Het zou leuk zijn als hier zo meteen een steen door de ruit vliegt, zegt de Amsterdamse jurist Juan Amaya Castro tegen de zaal. Het is zaterdagmiddag 15 oktober, twaalf uur. Terwijl een driekoppig debatpanel in de statige Beurs van Berlage de aftrap geeft voor het slotdebat van het congres Uitsluitend Emancipatie, is de emancipatiestrijd buiten al begonnen. Met gezang, gejoel en geschreeuw maakt Occupy Amsterdam zich kenbaar.
De Occupy-protesten vormen een treffend decor voor het emancipatiecongres, maar de afstand tussen congres en straat is minstens zo veelzeggend. Een jaar geleden, toen we als organisatie onze gedachten over het congres vormden, constateerden we dat Nederland en emancipatie een lang verleden delen, maar dat dit emancipatiebegrip zelden kritisch wordt bevraagd. In hoeverre worden de verwachtingen van een emancipatiestrijd ingelost? Leidt emancipatie wel tot de gelijkheid en bevrijding die worden beoogd? Zo krijgen moslims vaak te horen dat zij niet welkom zijn in Nederland omdat zij de emancipatie van onze homos belemmeren, of wordt homoseksuelen voorgehouden dat hun emancipatie belangrijk is, maar dat ze wel normaal moeten doen en zich niet moeten aanstellen tijdens de Canal Parade. Hoe houdbaar is het emancipatieconcept?

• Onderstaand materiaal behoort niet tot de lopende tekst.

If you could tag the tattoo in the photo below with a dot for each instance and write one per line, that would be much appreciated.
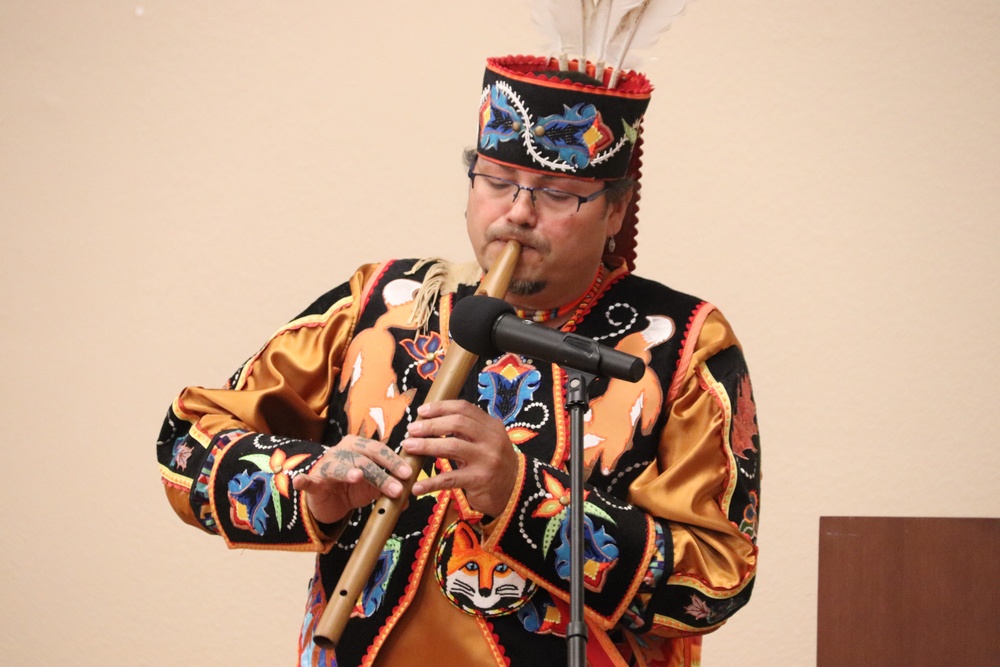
(375, 475)
(346, 461)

Dergelijke vragen komen aan de orde, onder meer tijdens de openingsrede van FNV-voorzitter Agnes Jongerius en in de keynotelezing van de Amerikaanse genderhistorica Joan Scott, die de moeizame verhouding tussen emancipatie en gelijkheid belicht. Na bijna twintig aanvullende deelsessies is in het slotdebat aan emancipatieparadoxen geen gebrek. Voor Mieke Aerts is dat reden genoeg om het begrip af te breken. Omdat emancipatie een einddoel voorhoudt, maakt het per definitie onderscheid tussen mensen die zich moeten emanciperen en mensen die al geëmancipeerd zijn. Daarmee creëert het begrip de ongelijkheid die het tegelijk bestrijdt. Jan Willem Duyvendak toont zich wat optimistischer en wijst op de successen van de Nederlandse overheid als geldschieter voor emancipatieprocessen, al wordt het einddoel van de strijd daarmee niet zelden omgebogen. In de synthese van James Kennedy krijgen nieuwe vragen de overhand: leidt emancipatie tot vrijheid of gelijkheid? En kan zij ooit voltooid zijn?
Om half twee ‘s middags verlaten we de beurs. Staande op de trap kijken we uit over de demonstratie op het plein. Wat zegt dit nu eigenlijk over ons?, vraag ik gekscherend aan een congresganger die naast me staat. Dat we als academici de zaak graag overzien, antwoordt hij. En terwijl hij op zijn tenen gaat staan fluistert hij: ach, dat proberen we althans.